Rep. Mark Pocan of Wisconsin, the chairman of the Congressional Equality Caucus, asked Democrats to vote against the final agreement.

“For a party whose members constantly decry ‘big government,’ nothing is more hypocritical than hijacking the NDAA to override servicemembers’ decisions, in consultation with medical professionals and their children, about what medical care is best for their transgender kids,” Pocan said in a statement Tuesday afternoon.

Rep. Teresa Leger Fernández, one of the bill’s managers, spoke on the House floor Tuesday, criticizing the measure, which “fails to acknowledge that a lack of care leads to death and leads to suicide.”

The New Mexico Democrat accused House Republicans of thinking they know “better than the parent and the doctor as to what care your child should get. That is insulting to our Marines, to those who serve in our Navy, to those who are deployed overseas and in our bases around our own country.”

Speaker praises TRICARE ban

During his weekly press conference on Tuesday, U.S. House Speaker Mike Johnson praised the bill’s “landmark investments” and salary boost.

“It’s really important right now. We improved housing for our military families and other benefits, and it’s also why we stopped funds from going to CRT in our military academies. We banned TRICARE from prescribing treatments that would ultimately sterilize our kids, and we gutted the DEI bureaucracy,” said the Louisiana Republican.

A Democratic-led push to repeal the transgender coverage provision failed in the House Rules Committee on Monday.

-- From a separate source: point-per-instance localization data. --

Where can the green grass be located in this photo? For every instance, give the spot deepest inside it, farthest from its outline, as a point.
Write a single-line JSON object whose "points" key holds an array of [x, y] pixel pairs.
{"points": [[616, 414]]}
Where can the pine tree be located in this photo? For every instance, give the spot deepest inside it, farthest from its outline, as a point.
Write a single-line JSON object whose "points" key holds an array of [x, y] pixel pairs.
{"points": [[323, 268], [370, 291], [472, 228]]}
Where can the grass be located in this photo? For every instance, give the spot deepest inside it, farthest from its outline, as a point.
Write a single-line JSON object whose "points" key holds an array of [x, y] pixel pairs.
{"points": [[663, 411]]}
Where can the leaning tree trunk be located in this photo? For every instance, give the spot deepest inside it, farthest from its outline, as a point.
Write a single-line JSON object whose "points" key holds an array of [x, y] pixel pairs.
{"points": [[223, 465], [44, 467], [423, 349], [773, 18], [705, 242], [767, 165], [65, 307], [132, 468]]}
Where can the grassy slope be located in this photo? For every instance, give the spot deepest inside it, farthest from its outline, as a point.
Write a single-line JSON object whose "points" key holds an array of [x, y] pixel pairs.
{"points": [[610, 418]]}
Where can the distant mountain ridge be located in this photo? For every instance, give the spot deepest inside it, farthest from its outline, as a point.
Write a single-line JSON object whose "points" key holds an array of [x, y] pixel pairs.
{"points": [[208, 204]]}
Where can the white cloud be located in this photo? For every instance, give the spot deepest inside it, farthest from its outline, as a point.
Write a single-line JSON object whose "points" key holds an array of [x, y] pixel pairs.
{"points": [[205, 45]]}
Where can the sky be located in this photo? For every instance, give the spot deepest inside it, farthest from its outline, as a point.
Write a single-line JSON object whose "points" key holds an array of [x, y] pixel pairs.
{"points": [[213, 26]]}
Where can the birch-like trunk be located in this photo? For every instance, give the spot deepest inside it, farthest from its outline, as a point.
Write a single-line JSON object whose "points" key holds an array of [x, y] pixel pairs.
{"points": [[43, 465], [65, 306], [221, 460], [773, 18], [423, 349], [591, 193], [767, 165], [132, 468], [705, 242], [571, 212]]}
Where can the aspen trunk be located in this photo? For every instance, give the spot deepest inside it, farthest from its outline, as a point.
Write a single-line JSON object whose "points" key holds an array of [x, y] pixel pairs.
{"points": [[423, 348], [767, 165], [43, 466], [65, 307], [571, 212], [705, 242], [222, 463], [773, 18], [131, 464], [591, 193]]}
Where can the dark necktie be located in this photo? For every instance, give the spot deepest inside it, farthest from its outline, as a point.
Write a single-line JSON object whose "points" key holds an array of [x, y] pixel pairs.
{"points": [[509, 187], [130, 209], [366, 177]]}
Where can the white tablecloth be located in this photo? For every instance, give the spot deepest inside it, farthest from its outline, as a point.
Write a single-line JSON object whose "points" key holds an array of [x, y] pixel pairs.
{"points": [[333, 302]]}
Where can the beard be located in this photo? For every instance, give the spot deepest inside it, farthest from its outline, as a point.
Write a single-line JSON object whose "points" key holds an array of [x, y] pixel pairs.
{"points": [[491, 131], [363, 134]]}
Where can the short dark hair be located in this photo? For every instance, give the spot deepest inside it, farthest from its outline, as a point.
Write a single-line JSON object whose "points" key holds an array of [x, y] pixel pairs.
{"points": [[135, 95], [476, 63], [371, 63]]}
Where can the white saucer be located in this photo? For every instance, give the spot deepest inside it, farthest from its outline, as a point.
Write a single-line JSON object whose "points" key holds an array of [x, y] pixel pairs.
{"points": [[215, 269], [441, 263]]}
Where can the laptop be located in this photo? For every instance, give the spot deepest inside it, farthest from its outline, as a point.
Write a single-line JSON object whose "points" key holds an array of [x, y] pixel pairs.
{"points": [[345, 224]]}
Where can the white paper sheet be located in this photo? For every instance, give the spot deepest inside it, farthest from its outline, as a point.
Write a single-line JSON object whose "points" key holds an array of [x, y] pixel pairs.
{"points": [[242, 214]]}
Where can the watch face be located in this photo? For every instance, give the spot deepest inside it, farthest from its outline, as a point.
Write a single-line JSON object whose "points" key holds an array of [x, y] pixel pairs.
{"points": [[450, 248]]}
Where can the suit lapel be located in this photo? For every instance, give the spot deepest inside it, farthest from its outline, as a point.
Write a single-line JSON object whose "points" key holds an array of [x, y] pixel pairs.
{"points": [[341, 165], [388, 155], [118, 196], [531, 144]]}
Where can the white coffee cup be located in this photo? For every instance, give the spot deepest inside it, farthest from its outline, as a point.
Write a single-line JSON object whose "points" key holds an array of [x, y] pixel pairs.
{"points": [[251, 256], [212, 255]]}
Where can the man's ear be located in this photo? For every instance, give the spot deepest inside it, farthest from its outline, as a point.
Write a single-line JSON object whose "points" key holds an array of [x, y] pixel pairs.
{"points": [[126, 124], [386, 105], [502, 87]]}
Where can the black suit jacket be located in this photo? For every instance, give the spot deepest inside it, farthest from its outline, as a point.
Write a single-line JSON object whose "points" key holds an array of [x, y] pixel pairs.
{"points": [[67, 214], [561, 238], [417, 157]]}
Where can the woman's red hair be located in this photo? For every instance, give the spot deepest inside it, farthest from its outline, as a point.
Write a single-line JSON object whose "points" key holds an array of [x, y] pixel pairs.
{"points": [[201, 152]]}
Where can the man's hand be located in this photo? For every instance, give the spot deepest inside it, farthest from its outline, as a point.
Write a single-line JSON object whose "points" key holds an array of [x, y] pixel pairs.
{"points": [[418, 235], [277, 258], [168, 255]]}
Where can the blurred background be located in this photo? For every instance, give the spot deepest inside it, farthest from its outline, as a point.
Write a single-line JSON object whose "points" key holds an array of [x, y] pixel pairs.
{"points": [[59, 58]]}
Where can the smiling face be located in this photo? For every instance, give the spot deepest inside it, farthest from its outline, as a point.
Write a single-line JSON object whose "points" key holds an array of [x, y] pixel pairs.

Smith informed the committee that the clause is “fundamentally wrong” due to the widespread recognition of gender dysphoria among medical practitioners.

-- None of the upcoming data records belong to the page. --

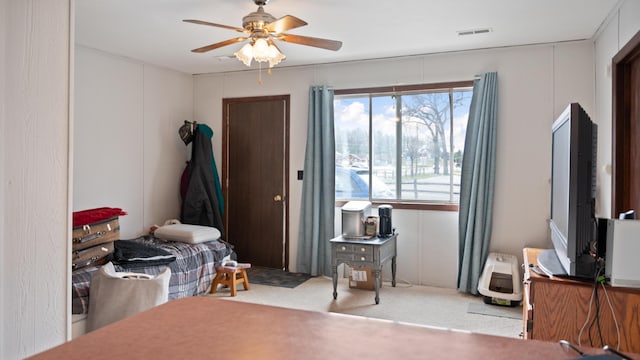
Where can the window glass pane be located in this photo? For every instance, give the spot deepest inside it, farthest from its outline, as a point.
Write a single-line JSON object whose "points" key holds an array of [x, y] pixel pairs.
{"points": [[384, 124], [461, 104], [417, 142], [425, 118], [351, 116]]}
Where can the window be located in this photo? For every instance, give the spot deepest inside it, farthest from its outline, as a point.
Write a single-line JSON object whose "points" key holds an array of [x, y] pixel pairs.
{"points": [[401, 144]]}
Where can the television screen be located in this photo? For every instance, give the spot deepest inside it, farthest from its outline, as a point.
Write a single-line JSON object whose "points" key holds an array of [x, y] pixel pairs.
{"points": [[572, 222]]}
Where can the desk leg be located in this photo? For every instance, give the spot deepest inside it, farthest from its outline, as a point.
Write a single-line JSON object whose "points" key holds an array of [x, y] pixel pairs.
{"points": [[377, 285], [393, 271], [334, 275]]}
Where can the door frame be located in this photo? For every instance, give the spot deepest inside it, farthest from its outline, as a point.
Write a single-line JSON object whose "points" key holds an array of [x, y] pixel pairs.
{"points": [[225, 151], [623, 173]]}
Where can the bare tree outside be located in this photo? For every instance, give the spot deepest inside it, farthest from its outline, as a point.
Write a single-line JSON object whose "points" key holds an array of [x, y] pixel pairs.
{"points": [[432, 110]]}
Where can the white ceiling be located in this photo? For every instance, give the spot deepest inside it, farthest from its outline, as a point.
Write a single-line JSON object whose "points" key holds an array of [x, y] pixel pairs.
{"points": [[152, 30]]}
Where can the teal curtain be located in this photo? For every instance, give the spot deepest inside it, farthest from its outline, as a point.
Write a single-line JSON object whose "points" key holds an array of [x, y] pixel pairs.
{"points": [[318, 186], [477, 183]]}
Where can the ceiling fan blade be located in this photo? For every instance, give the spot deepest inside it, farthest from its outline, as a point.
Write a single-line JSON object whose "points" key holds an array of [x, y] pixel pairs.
{"points": [[285, 23], [200, 22], [311, 41], [219, 44]]}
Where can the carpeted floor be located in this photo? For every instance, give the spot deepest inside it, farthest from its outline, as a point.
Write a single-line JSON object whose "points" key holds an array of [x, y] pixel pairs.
{"points": [[423, 305], [275, 277]]}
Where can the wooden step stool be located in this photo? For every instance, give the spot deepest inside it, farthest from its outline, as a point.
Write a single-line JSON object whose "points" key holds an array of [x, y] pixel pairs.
{"points": [[230, 276]]}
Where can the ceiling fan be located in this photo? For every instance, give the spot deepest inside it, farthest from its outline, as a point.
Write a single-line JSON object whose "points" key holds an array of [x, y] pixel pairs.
{"points": [[261, 28]]}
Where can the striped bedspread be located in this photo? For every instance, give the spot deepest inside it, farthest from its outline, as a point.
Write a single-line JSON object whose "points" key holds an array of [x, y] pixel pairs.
{"points": [[191, 273]]}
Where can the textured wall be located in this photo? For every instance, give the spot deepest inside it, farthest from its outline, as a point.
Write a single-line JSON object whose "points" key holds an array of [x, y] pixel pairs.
{"points": [[35, 143], [127, 152]]}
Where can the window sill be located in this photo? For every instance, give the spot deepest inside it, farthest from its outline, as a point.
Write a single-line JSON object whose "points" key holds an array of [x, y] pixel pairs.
{"points": [[408, 205]]}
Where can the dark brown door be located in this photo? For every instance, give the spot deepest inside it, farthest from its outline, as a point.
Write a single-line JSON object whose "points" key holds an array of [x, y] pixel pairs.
{"points": [[255, 169], [626, 129]]}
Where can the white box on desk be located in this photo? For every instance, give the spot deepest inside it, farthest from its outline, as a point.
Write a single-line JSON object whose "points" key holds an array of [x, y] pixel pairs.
{"points": [[622, 253]]}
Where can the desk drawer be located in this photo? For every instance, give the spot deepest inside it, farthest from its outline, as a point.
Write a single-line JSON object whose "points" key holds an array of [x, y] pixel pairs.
{"points": [[356, 249], [354, 257]]}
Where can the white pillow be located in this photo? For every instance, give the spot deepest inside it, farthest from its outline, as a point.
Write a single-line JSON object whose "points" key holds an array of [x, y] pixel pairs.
{"points": [[187, 233]]}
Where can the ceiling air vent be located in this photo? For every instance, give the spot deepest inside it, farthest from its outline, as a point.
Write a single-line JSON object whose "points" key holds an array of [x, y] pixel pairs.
{"points": [[474, 31]]}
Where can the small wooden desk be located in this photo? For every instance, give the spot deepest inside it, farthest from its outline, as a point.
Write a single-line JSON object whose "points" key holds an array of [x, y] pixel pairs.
{"points": [[217, 328], [374, 252]]}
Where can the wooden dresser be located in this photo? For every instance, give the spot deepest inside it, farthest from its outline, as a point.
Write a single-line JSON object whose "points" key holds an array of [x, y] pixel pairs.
{"points": [[556, 309]]}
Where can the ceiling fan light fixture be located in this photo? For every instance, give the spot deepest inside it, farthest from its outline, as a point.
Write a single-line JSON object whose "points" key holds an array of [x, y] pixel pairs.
{"points": [[245, 54], [261, 51]]}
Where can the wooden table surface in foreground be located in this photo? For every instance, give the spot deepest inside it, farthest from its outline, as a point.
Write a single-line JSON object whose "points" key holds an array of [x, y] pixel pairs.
{"points": [[211, 328]]}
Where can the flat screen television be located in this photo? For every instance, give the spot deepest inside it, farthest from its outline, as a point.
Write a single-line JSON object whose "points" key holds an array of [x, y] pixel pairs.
{"points": [[573, 180]]}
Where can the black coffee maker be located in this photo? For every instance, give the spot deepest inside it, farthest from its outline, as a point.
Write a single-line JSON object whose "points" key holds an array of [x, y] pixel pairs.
{"points": [[384, 214]]}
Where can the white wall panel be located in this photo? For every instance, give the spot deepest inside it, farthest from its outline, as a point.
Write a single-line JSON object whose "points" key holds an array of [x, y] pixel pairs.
{"points": [[127, 150], [35, 142], [629, 21], [168, 101], [606, 46], [108, 136], [4, 29], [614, 35]]}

“The treatments that are available for it, including puberty blockers and hormone therapy, and also psychiatric help, have proven to be incredibly effective at helping young people, minors, who are dealing with suicidal thoughts, dealing with causes of massive confusion that have led them to have anxiety and depression,” said Smith.

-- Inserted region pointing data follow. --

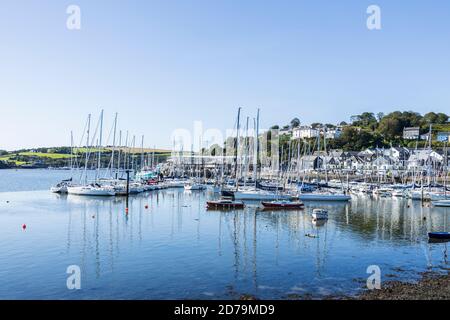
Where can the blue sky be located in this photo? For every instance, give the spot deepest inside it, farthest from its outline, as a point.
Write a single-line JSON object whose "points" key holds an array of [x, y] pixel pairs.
{"points": [[164, 64]]}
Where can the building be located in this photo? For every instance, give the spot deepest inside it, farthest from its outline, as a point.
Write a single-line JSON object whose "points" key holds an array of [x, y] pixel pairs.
{"points": [[333, 133], [411, 133], [443, 137], [304, 132]]}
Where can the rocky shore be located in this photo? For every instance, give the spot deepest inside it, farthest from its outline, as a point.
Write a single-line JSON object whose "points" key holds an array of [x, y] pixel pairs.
{"points": [[432, 286]]}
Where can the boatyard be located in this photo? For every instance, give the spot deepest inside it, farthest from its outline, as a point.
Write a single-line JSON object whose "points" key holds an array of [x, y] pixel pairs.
{"points": [[200, 152], [263, 218]]}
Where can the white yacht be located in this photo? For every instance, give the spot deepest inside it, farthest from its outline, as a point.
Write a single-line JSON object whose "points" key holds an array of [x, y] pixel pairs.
{"points": [[320, 214], [441, 203], [194, 186], [91, 190], [260, 195], [324, 197]]}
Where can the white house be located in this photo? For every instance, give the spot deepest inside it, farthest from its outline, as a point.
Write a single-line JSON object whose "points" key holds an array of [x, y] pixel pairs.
{"points": [[304, 133]]}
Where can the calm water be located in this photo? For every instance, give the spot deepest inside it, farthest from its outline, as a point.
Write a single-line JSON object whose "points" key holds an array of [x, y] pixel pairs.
{"points": [[176, 249]]}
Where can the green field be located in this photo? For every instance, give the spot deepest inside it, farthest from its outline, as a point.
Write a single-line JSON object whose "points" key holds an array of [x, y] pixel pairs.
{"points": [[16, 162], [45, 155]]}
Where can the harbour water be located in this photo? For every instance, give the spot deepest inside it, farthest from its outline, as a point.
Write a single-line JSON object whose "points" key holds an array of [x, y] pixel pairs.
{"points": [[176, 249]]}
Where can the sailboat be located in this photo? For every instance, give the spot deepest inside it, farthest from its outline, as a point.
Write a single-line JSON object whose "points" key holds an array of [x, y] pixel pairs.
{"points": [[92, 189], [323, 195]]}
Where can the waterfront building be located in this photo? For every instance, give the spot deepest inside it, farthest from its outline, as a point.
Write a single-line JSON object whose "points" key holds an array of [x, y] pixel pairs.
{"points": [[411, 133]]}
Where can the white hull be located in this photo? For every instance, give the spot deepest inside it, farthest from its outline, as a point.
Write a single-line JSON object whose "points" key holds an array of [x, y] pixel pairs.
{"points": [[323, 197], [257, 195], [192, 187], [320, 214], [442, 203], [62, 189], [91, 191]]}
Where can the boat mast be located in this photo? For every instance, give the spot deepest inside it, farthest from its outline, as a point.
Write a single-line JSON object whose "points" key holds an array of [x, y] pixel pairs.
{"points": [[142, 152], [120, 151], [256, 151], [99, 146], [114, 144], [237, 149], [87, 149]]}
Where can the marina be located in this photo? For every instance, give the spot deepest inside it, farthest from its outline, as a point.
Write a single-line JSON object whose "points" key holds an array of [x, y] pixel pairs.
{"points": [[159, 244]]}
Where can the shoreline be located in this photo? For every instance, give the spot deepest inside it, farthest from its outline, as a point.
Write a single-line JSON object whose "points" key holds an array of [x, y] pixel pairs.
{"points": [[432, 285]]}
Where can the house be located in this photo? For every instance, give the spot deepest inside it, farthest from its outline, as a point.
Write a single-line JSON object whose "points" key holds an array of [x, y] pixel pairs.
{"points": [[285, 131], [382, 163], [304, 132], [411, 133], [333, 133], [423, 157], [443, 136], [398, 153], [310, 163]]}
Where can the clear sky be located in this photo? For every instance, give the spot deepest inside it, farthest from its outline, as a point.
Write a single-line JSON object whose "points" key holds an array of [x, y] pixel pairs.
{"points": [[164, 64]]}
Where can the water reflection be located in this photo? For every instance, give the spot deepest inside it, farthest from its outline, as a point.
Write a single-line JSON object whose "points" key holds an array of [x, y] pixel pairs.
{"points": [[170, 243]]}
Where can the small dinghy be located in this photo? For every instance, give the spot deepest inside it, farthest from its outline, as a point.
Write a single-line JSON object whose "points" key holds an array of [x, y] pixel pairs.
{"points": [[441, 203], [320, 214], [224, 203], [283, 204], [439, 235]]}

Mental health therapy, hormone therapy, and surgery are all alternatives for treatment, while the World Professional Association for Transgender Health only supports teenage surgery in rare cases for those who satisfy stringent requirements. Some gender-affirming surgeries result in sterilization, and the association suggests that teenagers and their families seek counseling regarding their restricted fertility preservation alternatives.

Smith informed the committee on Monday that around 6,000 to 7,000 children of US service members are now undergoing treatment for gender dysphoria. The House Armed Services Committee did not respond to a request for more information on that number.

Up until September 2016, military health insurance did not cover gender-affirming care for service members’ children. A statistical analysis published in JAMA Pediatrics in March 2019 found that a little over 2,500 military-affiliated adolescents received the medication between October 2009 and April 2017 during about 6,700 different appointment visits.